Saturday, January 7, 2012

Foreign Keys in MySQL - InnoDB supports foreign key constraints

Here is a simple example that relates parent and child tables through a single-column foreign key:
CREATE TABLE parent (id INT NOT NULL,
                     PRIMARY KEY (id)
) ENGINE=INNODB;

CREATE TABLE child (id INT, parent_id INT,
                    INDEX par_ind (parent_id),
                    FOREIGN KEY (parent_id) REFERENCES parent(id)
                      ON DELETE CASCADE
) ENGINE=INNODB;

A more complex example in which a product_order table has foreign keys for two other tables. One foreign key references a two-column index in the product table. The other references a single-column index in the customertable:
CREATE TABLE product (category INT NOT NULL, id INT NOT NULL,
                      price DECIMAL,
                      PRIMARY KEY(category, id)) ENGINE=INNODB;
 
CREATE TABLE customer (id INT NOT NULL,
                       PRIMARY KEY (id)) ENGINE=INNODB;
 
CREATE TABLE product_order (no INT NOT NULL AUTO_INCREMENT,
                            product_category INT NOT NULL,
                            product_id INT NOT NULL,
                            customer_id INT NOT NULL,
                            PRIMARY KEY(no),
                            INDEX (product_category, product_id),
                            FOREIGN KEY (product_category, product_id)
                              REFERENCES product(category, id)
                              ON UPDATE CASCADE ON DELETE RESTRICT,
                            INDEX (customer_id),
                            FOREIGN KEY (customer_id)
                              REFERENCES customer(id)) ENGINE=INNODB;

InnoDB enables you to add a new foreign key constraint to a table by using ALTER TABLE:
ALTER TABLE tbl_name
    ADD [CONSTRAINT [symbol]] FOREIGN KEY
    [index_name] (index_col_name, ...)
    REFERENCES tbl_name (index_col_name,...)
    [ON DELETE reference_option]
    [ON UPDATE reference_option]

The foreign key can be self referential (referring to the same table).
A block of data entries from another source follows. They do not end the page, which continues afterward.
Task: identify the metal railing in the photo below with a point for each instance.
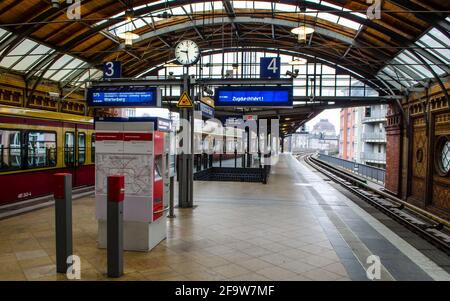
(375, 116)
(369, 172)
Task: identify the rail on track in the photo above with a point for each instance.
(430, 227)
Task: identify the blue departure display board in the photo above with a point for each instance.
(254, 96)
(103, 97)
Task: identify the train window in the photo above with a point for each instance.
(81, 148)
(10, 150)
(69, 149)
(93, 148)
(41, 149)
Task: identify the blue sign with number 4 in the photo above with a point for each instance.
(270, 67)
(112, 69)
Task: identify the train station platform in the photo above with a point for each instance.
(297, 227)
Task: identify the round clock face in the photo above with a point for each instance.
(187, 52)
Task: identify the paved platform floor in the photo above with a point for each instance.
(297, 227)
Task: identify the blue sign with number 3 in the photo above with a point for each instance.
(270, 67)
(112, 69)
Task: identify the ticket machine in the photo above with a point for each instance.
(137, 148)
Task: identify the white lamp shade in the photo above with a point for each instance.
(302, 31)
(128, 37)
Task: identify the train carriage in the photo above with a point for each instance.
(36, 144)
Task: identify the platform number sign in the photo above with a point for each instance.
(270, 67)
(112, 69)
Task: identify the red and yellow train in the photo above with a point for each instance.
(36, 144)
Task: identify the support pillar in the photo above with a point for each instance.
(63, 220)
(116, 196)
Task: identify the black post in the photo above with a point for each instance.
(116, 196)
(63, 220)
(172, 197)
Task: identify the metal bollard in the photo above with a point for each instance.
(116, 196)
(63, 220)
(172, 197)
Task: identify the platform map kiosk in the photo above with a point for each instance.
(137, 148)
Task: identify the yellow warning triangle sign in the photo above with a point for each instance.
(185, 101)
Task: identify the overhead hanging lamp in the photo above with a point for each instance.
(302, 32)
(298, 61)
(128, 36)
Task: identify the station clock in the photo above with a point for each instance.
(187, 53)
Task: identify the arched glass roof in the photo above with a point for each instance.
(404, 49)
(153, 18)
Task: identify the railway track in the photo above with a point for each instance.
(432, 228)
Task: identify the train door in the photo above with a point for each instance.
(69, 151)
(81, 171)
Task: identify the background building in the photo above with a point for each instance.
(363, 135)
(322, 138)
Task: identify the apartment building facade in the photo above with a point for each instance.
(363, 135)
When you add a foreign key constraint to a table using ALTER TABLE, remember to create the required indexes first.

 
Foreign Keys and ALTER TABLE
InnoDB supports the use of ALTER TABLE to drop foreign keys:
ALTER TABLE tbl_name DROP FOREIGN KEY fk_symbol;
 
Identify Foreign Key Creation Failure
If MySQL reports an error number 1005 from a CREATE TABLE statement, and the error message refers to error 150, table creation failed because a foreign key constraint was not correctly formed.